Quel genre de chance ? Vous venez vous taper une deuxième à Dakar pour faire la belle vie. Il faut que vous nous expliquiez…
Nous sommes des musulmans. Nous avons droit jusqu’à quatre femmes. Mais cela n’a rien enlevé à l’amour que j’ai pour ma première femme. J’aime aussi ma seconde épouse, Awa Sarr, elle assure les chœurs dans mon groupe.
Vous «broutez» dans votre groupe ?
Oui, elle est dans mon groupe. A chaque fois que je chante, c’est elle qui assure les chœurs. C’est ce qu’on appelle l’amour à la Sénégambienne. (Il éclate à nouveau de rires).
Revenons sur le match Sénégal-Gambie qui s’est terminé avec des manifestations de colère des supporters. Comment avez-vous vécu ces événements ?
Je n’ai jamais voulu que le Sénégal joue contre la Gambie. Parce que cela amène toujours de la confusion. Ce n’est pas logique pour ceux qui raisonnent. Le Sénégal et la Gambie sont deux pays frères. Le Sénégal et la Gambie devaient se regrouper et faire une équipe sénégambienne. Onze joueurs pour le Sénégal, onze joueurs pour la Gambie. Et on forme une équipe. Avec une telle équipe, on peut remporter la coupe du monde. Parce que Dieu aime l’harmonie. On ne peut rien faire sans Dieu. Tout ce qu’on fait sans une dimension divine est voué à l’échec. C’est pourquoi je n’ai pas d’argent. Je n’ai pas de voitures. Je demande à votre patron, Youssou Ndour, de me payer une voiture 4x4. (Il éclate de rires).
Mais Moussa, avec tout le temps que vous avez passé dans la musique, une voiture quand même !
Nous avons été les précurseurs de la musique au Sénégal. Quand on était en plein dans la musique, il n’y avait pas de voitures. Mais des gens comme Youssou Ndour ont de la chance. On a plongé ensemble dans la musique, mais ils ont vite trouvé la voie. On a tracé la voie aux jeunes. S’ils le comprennent, tant mieux. S’ils ne le comprennent pas, ils risquent de se casser la gueule. Qu’ils le veuillent ou pas, on leur a ouvert la voie. Celui qui en déviera, il en verra les conséquences tôt ou tard.
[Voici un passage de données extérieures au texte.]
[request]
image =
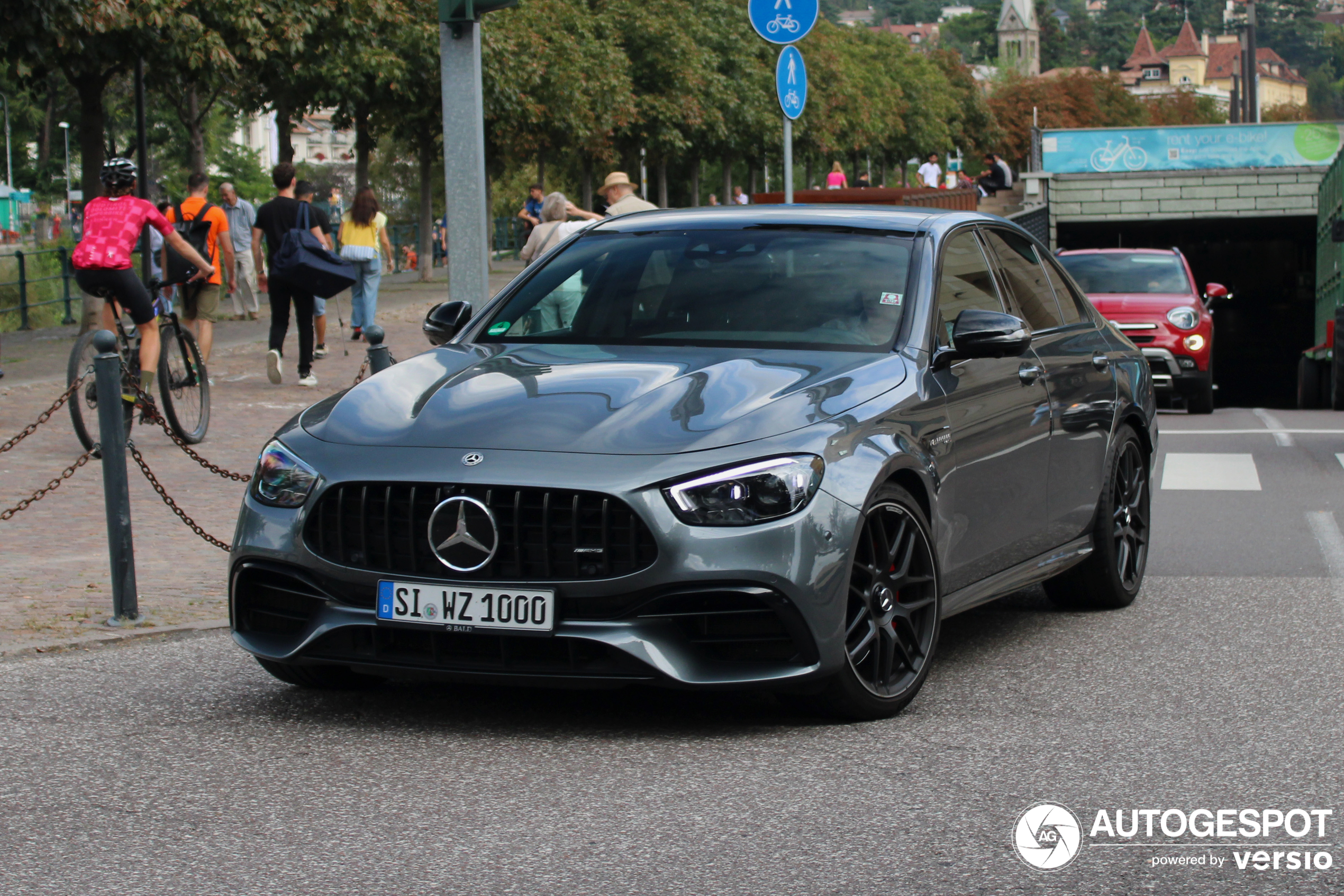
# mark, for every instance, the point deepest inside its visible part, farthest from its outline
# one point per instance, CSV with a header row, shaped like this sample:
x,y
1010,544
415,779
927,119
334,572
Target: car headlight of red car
x,y
1183,317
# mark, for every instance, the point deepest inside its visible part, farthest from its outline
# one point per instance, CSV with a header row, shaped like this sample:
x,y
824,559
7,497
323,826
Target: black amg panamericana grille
x,y
544,534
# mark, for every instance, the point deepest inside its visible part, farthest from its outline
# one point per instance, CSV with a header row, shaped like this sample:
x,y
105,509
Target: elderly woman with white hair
x,y
556,226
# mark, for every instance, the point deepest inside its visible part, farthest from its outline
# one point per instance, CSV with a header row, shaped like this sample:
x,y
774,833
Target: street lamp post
x,y
8,160
65,127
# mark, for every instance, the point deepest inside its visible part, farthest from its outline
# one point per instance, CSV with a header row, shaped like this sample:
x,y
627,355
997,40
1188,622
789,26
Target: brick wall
x,y
1236,193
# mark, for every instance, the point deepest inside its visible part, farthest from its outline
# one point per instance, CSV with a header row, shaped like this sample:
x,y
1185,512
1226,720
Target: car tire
x,y
1113,573
1308,383
317,678
893,611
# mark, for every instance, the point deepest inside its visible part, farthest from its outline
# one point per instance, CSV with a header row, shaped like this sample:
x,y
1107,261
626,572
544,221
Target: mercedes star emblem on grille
x,y
464,541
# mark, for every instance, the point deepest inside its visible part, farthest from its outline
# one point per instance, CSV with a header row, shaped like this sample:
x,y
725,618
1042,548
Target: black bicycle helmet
x,y
117,172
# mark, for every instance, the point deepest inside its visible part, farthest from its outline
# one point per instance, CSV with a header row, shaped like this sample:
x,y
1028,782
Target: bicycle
x,y
1105,159
183,381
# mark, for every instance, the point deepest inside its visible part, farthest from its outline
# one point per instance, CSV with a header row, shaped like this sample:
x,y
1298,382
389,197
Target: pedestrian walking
x,y
994,178
837,179
364,242
304,194
199,303
930,172
531,212
620,197
242,276
275,220
556,226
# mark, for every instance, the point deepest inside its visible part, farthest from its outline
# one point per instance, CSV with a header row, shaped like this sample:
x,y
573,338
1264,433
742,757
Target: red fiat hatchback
x,y
1151,296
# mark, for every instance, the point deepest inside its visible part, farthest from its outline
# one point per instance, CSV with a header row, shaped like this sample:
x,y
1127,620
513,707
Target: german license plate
x,y
467,608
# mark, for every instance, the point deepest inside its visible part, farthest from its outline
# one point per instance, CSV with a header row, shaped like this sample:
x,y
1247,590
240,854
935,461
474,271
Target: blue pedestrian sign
x,y
783,21
791,83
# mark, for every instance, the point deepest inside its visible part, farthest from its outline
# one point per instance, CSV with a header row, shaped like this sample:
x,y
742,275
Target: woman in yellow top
x,y
364,232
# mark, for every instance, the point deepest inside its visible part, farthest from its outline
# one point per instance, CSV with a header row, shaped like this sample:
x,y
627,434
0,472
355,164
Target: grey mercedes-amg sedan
x,y
733,448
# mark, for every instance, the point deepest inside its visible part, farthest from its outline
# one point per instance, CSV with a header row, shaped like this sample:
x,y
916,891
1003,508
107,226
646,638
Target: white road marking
x,y
1275,426
1210,473
1327,533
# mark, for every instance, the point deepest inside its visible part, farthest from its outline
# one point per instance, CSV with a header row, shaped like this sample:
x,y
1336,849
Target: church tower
x,y
1019,36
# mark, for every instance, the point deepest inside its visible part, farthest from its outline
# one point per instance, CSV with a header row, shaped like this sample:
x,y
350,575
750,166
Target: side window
x,y
1070,304
964,282
1021,264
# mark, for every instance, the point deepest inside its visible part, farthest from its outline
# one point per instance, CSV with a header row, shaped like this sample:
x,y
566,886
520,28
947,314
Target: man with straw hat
x,y
620,195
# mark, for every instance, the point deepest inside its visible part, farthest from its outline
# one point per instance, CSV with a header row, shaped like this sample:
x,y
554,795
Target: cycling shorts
x,y
119,285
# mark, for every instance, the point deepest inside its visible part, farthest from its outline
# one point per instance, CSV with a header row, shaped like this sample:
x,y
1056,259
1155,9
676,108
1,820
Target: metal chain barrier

Quels boys, vous voulez parler de Youssou, Thione... ?
Non, You et Thione, on a plongé ensemble. Ils ont eu plus de chance. Ils ont de l’argent. Mais moi, jusqu’à présent, je suis dans les eaux. Mais ce n’est pas faute de travailler dur. Je travaille très dur. Mais entre être riche et travailler dur, il y a la mer à boire. La richesse, c’est de la chance. Si c’est le travail qui apportait la richesse, moi je serais en ce moment un multi-milliadaire.
La musique ne nourrit donc pas son homme?
Elle ne nourrit pas son homme. Je ne fais pas de la musique pour de l’argent. J’ai choisi la musique par amour. Je vis intimement ce que je fais. J’aime ce que je fais.
Pouvez-vous nous parler de votre nouvel album ?
J’ai repris «Ismael , «Circulation Lamp Fall», j’ai chanté «Talibé» en prenant l’exemple de Wade, ses relations avec Serigne Bara. Le ministre de la Culture m’a soutenu pour sortir cet album. Je ne suis pas allé chez un producteur.
Certains vous prennent pour un fou, avec votre façon de vous habiller, deux chaussures de couleurs différentes ?
C’est l’unité africaine. J’ai dit à Youssou qu’il est temps qu’on porte des chaussures de couleurs différentes pour l’unité africaine. C’est la même qualité. En général, quand on n’émet pas sur la même longueur d’ondes que les autres, on vous traite de fou. On m’a toujours traité de fou. Nous sommes des artistes, nous ne devons pas penser comme les autres.
Quels sont vos rapports avec les autres artistes ?
La plupart d’entre eux sont des innocents. Ils n’ont rien compris à la vie. Parfois je veux en rencontrer certains dans un cadre purement professionnel, mais c’est difficile de les voir. Je prépare quelque chose avec Baba Maal pour l’unité africaine.